Q3.25 – Market Outlook
Where do you expect the S&P to be in 12 months, compared with today?

Between July and September 2025, most advisors predicted the S&P to be higher in 12 months. Over half (58.2%) predicted a rise in the S&P, while 32.7% expected a decline.
Equities
How advisors plan to allocate assets to equities over the next year

Within equity markets, over the next year financial professionals plan to invest the most in International (45%) and Global (36%) equities, and the least in Japanese equities, with only 12% planning to increase exposure.







Fixed Income
How advisors plan to allocate assets to fixed income over the next year

Within fixed income markets, over the next year financial professionals plan to invest the most in U.S. fixed income , with 25% planning to increase or start using it. Emerging market government bonds are expected to see the least new investment, with only 10% planning to increase exposure, and a significant portion (40%) not using or planning to use them.







Alternatives
How advisors plan to allocate assets to alternative assets over the next year

Within the alternatives category, real estate (27%) and gold (25%) are expected to see the most investment over the next year. In contrast, currencies are expected to see the least, with only 9% planning to increase exposure.









Advanced Strategies
How advisors plan to utilize advanced strategies over the next year

Within advanced strategies, hedge long/short equity (13%) and hedge multi-strategy (11%) are expected to see the most investment over the next year. In contrast, hedge long/short debt is expected to see the least, with only 7% planning to increase exposure.

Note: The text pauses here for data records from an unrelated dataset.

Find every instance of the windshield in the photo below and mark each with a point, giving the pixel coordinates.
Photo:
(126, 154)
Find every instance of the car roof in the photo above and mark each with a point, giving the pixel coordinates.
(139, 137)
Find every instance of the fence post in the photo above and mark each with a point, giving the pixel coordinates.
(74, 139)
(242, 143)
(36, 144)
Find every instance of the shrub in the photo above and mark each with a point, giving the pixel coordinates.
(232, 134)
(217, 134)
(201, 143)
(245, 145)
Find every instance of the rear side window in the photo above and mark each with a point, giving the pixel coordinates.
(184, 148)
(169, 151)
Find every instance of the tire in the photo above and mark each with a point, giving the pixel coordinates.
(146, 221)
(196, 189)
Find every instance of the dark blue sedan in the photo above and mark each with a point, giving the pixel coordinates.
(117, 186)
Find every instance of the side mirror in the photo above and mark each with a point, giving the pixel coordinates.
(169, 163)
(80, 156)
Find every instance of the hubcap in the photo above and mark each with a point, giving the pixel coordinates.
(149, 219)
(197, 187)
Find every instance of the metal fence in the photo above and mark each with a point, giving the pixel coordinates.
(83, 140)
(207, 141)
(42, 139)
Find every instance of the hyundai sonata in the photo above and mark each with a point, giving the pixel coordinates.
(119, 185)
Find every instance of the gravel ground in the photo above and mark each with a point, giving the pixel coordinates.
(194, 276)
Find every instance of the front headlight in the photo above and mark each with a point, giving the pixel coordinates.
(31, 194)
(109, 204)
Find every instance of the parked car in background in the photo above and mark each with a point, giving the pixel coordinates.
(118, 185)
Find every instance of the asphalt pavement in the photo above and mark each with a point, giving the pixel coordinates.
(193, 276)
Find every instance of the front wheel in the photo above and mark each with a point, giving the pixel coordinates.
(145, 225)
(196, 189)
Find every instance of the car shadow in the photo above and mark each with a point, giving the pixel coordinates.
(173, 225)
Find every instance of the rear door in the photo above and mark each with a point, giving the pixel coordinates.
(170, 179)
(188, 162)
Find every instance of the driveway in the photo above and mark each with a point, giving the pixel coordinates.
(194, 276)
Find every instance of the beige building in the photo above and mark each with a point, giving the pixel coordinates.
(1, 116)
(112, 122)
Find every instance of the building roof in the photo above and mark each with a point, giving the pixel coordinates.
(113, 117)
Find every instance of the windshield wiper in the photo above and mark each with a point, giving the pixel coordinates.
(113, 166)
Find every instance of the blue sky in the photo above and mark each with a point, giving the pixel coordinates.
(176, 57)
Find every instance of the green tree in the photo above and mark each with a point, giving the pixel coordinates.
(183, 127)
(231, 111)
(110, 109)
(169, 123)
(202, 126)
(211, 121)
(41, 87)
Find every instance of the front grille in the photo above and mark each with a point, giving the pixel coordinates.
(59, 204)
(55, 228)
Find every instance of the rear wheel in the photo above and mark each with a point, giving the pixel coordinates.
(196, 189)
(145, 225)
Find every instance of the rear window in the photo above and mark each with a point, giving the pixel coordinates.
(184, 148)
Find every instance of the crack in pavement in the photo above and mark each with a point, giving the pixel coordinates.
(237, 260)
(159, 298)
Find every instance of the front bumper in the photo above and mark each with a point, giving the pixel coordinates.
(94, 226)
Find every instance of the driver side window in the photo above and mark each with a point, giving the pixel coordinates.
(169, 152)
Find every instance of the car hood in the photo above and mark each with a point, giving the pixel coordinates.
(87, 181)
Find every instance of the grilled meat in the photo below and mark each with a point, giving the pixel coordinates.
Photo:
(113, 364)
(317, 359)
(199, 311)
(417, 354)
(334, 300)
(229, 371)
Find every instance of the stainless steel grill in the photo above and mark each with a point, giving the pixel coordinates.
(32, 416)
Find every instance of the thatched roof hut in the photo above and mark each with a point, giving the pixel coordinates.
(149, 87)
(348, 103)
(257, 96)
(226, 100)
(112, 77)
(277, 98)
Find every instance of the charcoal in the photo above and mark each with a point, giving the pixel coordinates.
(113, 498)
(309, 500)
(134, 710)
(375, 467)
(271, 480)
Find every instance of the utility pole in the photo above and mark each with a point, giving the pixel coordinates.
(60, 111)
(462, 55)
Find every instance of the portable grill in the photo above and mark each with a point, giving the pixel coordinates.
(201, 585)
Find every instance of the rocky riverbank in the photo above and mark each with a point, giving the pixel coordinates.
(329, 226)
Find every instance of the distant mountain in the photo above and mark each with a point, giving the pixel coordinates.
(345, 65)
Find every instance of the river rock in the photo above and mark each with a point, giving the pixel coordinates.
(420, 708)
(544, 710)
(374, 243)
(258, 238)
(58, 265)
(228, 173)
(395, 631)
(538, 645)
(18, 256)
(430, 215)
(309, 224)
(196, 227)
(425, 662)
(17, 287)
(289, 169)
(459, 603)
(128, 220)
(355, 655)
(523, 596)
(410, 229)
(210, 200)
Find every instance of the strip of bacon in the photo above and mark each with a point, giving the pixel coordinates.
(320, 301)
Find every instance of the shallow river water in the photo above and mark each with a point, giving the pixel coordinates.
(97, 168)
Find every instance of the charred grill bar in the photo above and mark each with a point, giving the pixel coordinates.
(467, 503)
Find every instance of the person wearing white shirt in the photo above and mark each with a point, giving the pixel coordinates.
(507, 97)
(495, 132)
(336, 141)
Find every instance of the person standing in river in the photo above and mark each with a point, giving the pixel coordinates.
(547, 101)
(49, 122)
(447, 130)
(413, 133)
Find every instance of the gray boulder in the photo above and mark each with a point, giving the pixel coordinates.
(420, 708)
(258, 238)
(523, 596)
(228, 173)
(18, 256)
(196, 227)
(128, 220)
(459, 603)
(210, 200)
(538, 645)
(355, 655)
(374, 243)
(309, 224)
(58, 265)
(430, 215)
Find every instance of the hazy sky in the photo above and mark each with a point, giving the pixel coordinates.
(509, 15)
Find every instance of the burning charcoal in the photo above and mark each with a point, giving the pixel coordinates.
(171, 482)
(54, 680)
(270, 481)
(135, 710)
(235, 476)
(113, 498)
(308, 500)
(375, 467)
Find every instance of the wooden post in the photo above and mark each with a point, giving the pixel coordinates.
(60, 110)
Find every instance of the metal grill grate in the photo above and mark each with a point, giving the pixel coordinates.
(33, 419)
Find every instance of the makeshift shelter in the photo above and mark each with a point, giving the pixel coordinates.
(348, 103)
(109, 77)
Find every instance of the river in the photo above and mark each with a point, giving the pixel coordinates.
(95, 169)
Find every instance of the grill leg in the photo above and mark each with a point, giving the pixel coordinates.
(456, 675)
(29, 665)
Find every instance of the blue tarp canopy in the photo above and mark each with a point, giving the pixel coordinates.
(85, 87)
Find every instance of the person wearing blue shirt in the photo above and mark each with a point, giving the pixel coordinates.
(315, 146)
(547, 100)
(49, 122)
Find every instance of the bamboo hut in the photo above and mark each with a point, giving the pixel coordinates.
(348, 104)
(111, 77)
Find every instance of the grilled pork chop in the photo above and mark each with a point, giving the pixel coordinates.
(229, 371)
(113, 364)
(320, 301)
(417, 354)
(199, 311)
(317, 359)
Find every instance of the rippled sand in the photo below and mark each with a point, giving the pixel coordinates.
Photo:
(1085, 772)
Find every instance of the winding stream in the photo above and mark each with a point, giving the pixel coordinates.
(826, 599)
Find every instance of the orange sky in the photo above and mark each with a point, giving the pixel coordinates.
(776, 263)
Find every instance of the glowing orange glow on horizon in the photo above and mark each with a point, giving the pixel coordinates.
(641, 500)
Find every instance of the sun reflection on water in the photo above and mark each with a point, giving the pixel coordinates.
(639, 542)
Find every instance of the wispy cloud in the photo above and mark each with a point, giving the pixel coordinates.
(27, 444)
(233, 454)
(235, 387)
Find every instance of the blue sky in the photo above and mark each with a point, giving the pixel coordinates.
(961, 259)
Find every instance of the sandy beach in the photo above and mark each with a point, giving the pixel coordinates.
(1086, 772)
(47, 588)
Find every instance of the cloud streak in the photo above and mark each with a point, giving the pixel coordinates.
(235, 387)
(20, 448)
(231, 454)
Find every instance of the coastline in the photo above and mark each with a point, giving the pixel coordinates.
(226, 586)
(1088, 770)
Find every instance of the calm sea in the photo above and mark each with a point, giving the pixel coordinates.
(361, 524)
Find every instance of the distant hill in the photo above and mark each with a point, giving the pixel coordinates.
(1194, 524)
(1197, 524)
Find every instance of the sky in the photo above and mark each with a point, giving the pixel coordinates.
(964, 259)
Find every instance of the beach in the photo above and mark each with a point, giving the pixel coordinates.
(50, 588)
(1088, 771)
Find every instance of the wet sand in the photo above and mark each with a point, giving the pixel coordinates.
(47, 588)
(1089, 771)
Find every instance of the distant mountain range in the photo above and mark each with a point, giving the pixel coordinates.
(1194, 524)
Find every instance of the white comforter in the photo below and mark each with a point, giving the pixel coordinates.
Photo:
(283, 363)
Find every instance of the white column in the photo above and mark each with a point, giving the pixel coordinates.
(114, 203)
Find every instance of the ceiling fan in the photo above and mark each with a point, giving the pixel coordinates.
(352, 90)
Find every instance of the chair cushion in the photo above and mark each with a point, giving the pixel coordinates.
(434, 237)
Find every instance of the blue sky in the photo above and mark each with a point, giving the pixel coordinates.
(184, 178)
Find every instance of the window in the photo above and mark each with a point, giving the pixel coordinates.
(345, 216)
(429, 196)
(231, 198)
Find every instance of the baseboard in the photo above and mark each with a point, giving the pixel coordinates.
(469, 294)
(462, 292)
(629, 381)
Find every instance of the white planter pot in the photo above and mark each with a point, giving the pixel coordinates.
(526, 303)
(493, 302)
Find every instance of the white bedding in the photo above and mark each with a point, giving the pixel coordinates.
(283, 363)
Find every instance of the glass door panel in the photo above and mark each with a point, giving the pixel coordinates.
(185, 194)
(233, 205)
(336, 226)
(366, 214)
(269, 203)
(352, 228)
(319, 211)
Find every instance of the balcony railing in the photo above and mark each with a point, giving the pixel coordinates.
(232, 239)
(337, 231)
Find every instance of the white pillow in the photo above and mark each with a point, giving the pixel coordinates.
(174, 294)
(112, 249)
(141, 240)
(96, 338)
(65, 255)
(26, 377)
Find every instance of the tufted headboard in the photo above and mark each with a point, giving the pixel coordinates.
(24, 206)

Other Products and Strategies
How advisors will use funds, annuity and other investment products over the next year

Across “other” products and strategies, actively managed ETFs stand out as financial professionals’ top choices, with 61% planning to increase or start using them over the next year. On the other hand, passively managed mutual funds are the least favored in this category, with just 2% of advisors planning to increase exposure.